In vielen Teams beginnt nach der ersten Euphorie die Stimmung zu kippen. Projektleiter übersehen, dass das Team überarbeitet ist oder gar nicht zusammenpasst. Zwar kann man sich die Teammitglieder nicht immer aussuchen, aber bestimmte Maßnahmen ergreifen, um die Stimmung auf einem vertretbaren Level zu halten. In solchen Situationen sind Teambuilding-Aktivitäten willkommen. Viele internationale Projekte haben auch bewiesen, dass die Einbeziehung von Personen aus unterschiedlichen Altersgruppen, Nationalitäten oder Kulturen die Bindung und den Respekt innerhalb der Gruppe stärkt. IT-Freiberufler sollten Stimmungsschwankungen erkennen, sie entsprechend melden oder selbst gegenzusteuern, falls es in ihrer macht liegt.

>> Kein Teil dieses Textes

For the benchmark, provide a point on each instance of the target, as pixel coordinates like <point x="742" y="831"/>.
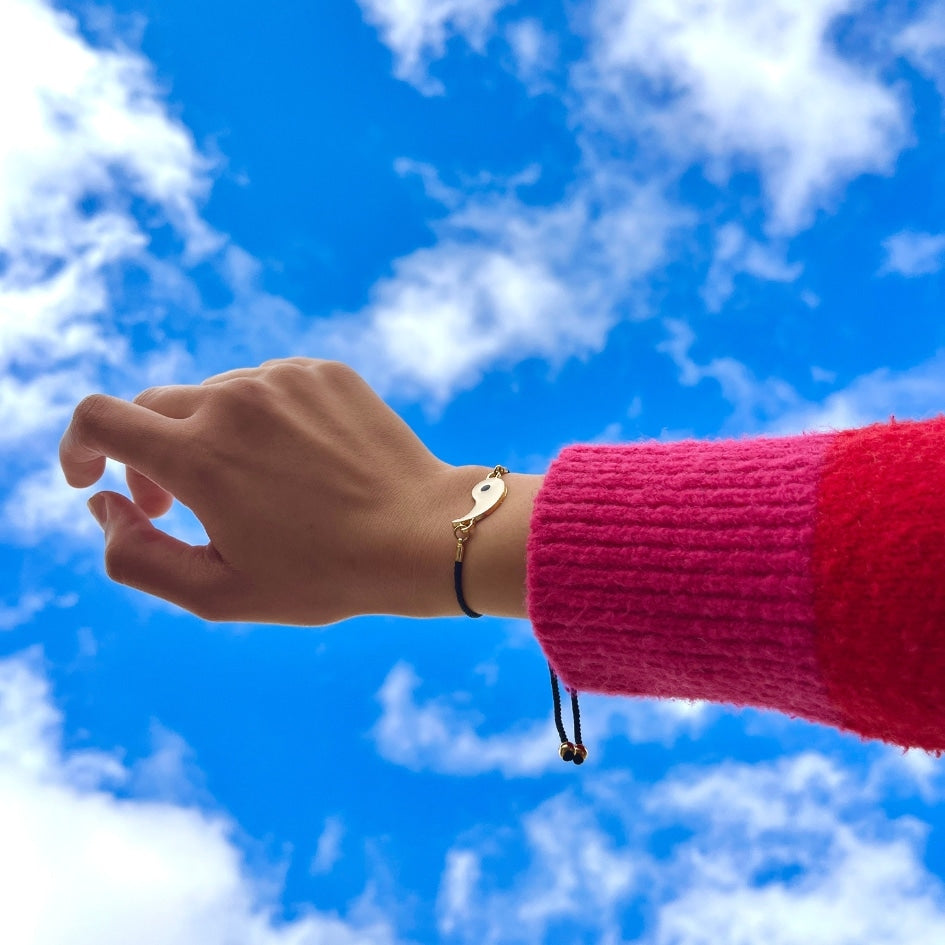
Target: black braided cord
<point x="460" y="597"/>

6. Schlüssel: Risks are mitigated

Sind potenzielle Risiken im Projekt früh erkannt und nach ihren Auswirkungen eingestuft worden (niedrig, mittel hoch)? Wenn Sie alle bisher aufgezählten Schlüssel in kürzen Zeitabständen hinterfragen, werden Sie feststellen, dass gewisse Probleme auftauchen, die unterschiedliche Art von Gefährdung mit sich bringen. Durch Gegenmaßnahmen können Sie diese Risiken "entschärfen".

7. Schlüssel: Delivery organisation benefits realized

Projekte, in denen interne IT-Mitarbeiter, externe Berater und/oder Freiberufler eingesetzt werden, müssen sich ständig beweisen, um den hohen Anforderungen der Auftraggeber gerecht zu werden. Meist sprechen sich Misserfolge schnell herum, während Erfolge als selbstverständlich angesehen werden.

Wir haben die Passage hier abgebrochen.